During our summer of lock-down, I realised that there are certain works of fiction which it was probably best to avoid when we were all feeling a bit wobbly and some of us decidedly isolated and lonely. I had already reached that conclusion by the end of August when I watched the 2017 film Passengers.
5 000 people are in the suspended animation of hibernation on board a gigantic spacecraft bound for a far-off planet which they are to colonise. A technical malfunction in the automated system results in one Passenger being woken 90 years too soon. He finds himself alone on a vast star-ship, with the seemingly inevitable prospect of spending the rest of his life with no possibility of any human contact. This Passenger could be the most isolated and lonely human being who has ever lived; and he finds little consolation when he discovers that he does have the company of a rather creepy android bar-tender, a robot who keeps him very well supplied with whisky.
For those who found themselves isolated by necessary shielding in the past few months, that was probably not the ideal film to choose as relaxing and inspiring summer entertainment, even though (Spoiler Alert!) the very last scene of this film can most easily be interpreted as an affirmation of the innate positivity ingrained in the human condition. I would put it like that rather than say it has a happy ending.
Through lock-down, lots of people were talking about feeling isolated and about missing all sorts of points of contact with family and friends. That has continued into this term when many have been finding University life stressful, exhausting and debilitating. A lot of people are currently feeling at least a little bit like that lone Passenger.
In contrast to our current experience, many spiritual traditions value the idea of ‘retreat’, taking ourselves away from the familiar and withdrawing into solitude in order to listen without distraction or defence. We can find opportunity for new understanding and awareness and growth by relying only on our own resources and resilience. The supreme example of that in the Christian traditions is the Temptations of Jesus. For forty days Jesus has contact only with the Holy Spirit and with the devil. And I wonder, when it really comes down to it, which is more terrifying to be left alone with?!

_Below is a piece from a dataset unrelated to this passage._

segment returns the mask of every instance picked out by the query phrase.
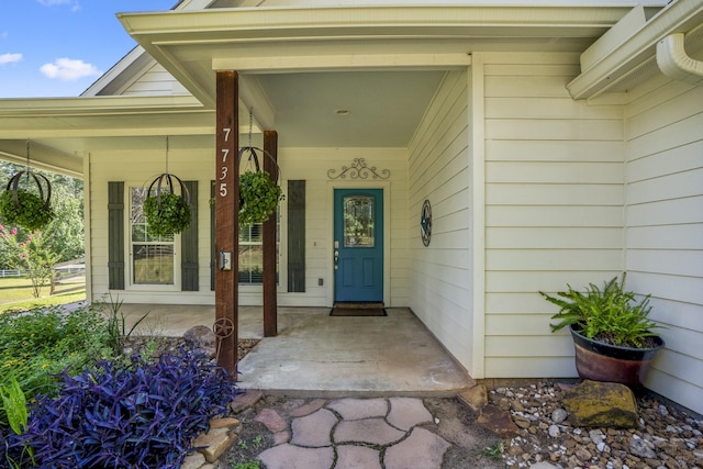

If you want a good piece of fiction to illustrate this, try a novel by Jim Crace called Quarantine. This probably is a good one to read in a lock-down. Five people go into the desert to make a retreat, each in search of the way forward for their life’s path. They happen to choose the same time and place that Jesus has chosen to enter the desert for 40 days. Jesus takes himself to an inaccessible cave half way down a cliff. The five others are not able to have any direct contact with him, but (Spoiler Alert!) they are each able to receive what they need from their retreat merely through knowing that Jesus is there.
Those are two very different types of solitude and isolation. One is enforced, through a malfunction on a star-ship or through pandemic lock-down. That type of isolation can be very debilitating and destructive. The other type can be very constructive, when solitude is taken on voluntarily, when one knows that the time is right to learn more about yourself in order to grow as a person and to find vision and clarity and establish commitment for the way ahead.
For some months now, we have all found ourselves in a situation which none of us chose; lock-down, Rule of 6, all the other restrictions, are given to us. So how can we react healthily? This is a resume of what the psychologists and counsellors seem to be saying at the moment:
Firstly: Nurture yourself. Even among all the restrictions, find something that you enjoy. Look after yourself. Get enough sleep. Give yourself a treat. Eat something special, but not too much; keep it healthy! Remember that it is not only OK but absolutely necessary to do whatever keeps you positive. Nurture yourself.
Then: Expect less. Admit that our present surreal circumstances are tiring; in recent times I have often replied to ‘How are you?’ by saying ‘Exhausted’! Yes, there are still deadlines for essays and assignments and for marking and giving feedback and filling in forms, but recognise your limits of time and energy and inner resources. Expect less.
Next: Stay in touch. Particularly for us extroverts, Zoom and Teams and Facebook and WhatsApp are not the same as the Real Thing, but they may be the best we can get at the moment. Accept that they will have to do. Stay in touch.
Then: Live the “Both/And”. Admit we are all mixed up at the moment. We can say at the same time, “I’m not feeling OK today” and “I’m resilient enough to get through today.” Admit that it’s difficult and we are going to make it to The Promised Land on The Other Side. So it is okay to contradict yourself. Embrace paradox. Live the “Both/And”.
Finally: Take notice. Treasure Moments with a capital M that come your way, particularly the unexpected. For instance: my preferred route to walk from home to Campus takes me across a bridge over Finchett’s Gutter, the delightfully named little stream which hides immediately beyond the car park on the far side of the Sports Hall. A couple of days ago I got to the bridge. Suddenly, barely a couple of yards away, there was a flash of bright blue. Just as I realised who I had disturbed, the kingfisher was gone, out of sight along the stream. That made my day. So be aware of surprises, of beauty, of kindness. Cultivate your sense of wonder. Live in awe of what is around us and within us. Take notice.